Working behind the scenes in Pyongyang media within the Nineteen Seventies and ‘80s, Kim Il Sung’s Russian-born son, named Yuri at start, took the Korean title Kim Jong-il.

“He was a big influence on his father’s personality cult though he was smart enough not to promote himself,” mentioned Michael Breen, a biographer of Kim Jong-il. “Therein lay his own legitimacy.”

Kim Jong-il took energy after his father died in 1994, the first-ever dynastic succession in a supposedly Communist state. He was succeeded by his personal son, Kim Jong-un, after his demise in 2011.

Further broadening the Kim dynastic footprint is Kim Jong-un‘s sister, Kim Yo Jong. A high-ranking party functionary and state media columnist, some credit her with boosting her brother’s public picture by linking it extra carefully to that of his esteemed grandfather.

Official statues and work depict the latter on horseback, whereas a well-known poster of Kim Jong-il exhibits him standing on Mount Baekdu.

Mountain landscapes, sacred landscapes

A diplomat with expertise in Pyongyang mentioned that the common North Korean takes the “Baekdu bloodline” critically.
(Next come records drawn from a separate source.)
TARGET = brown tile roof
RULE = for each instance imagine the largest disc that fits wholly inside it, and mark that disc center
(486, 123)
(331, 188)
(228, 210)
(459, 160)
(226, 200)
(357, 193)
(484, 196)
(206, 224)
South of the DMZ, few South Koreans admire the Kims, however Mount Baekdu is famed there, too.

It is talked about within the first line of South Korea’s nationwide anthem, and its crater lake is a vastly standard picture on work, posters and calendars. Despite its border location, younger South Koreans in Seoul say that they’re taught in class that the mountain is Korean, not Chinese.

It was no coincidence {that a} journey up Mount Baekdu, by cable automotive, was the spotlight of a go to by then-South Korean President Moon Jae-in with Mr. Kim in 2018 when inter-Koreans relations had been – briefly – rosy.

Currently, Mr. Kim seems to be increasing his household’s media presence. He has made a number of appearances together with his daughter Ju Ae. His spouse, Ri Sol Ju, has been pictured with him at a wintry Mount Baekdu.

In an formally agnostic state, the linkages cast between an iconic mountain, a heroicized ruling clan and North Korea itself aren’t any joke, consultants mentioned.

“People from different religions take pilgrimages to their holy lands – be it Islam, Christianity or ‘Kimism,’” mentioned Steve Tharp, a retired U.S. Army lieutenant colonel who previously undertook negotiations with North Korean officers.

“Though we live in an age when we are encouraged to respect others’ religions and cultures, I don’t think we should respect North Korea’s, as that state is not admirable,” added Mr. Breen. “But I don’t think we should dismiss it either, as it is sort of a symbol of the sacred — it is a deep place.”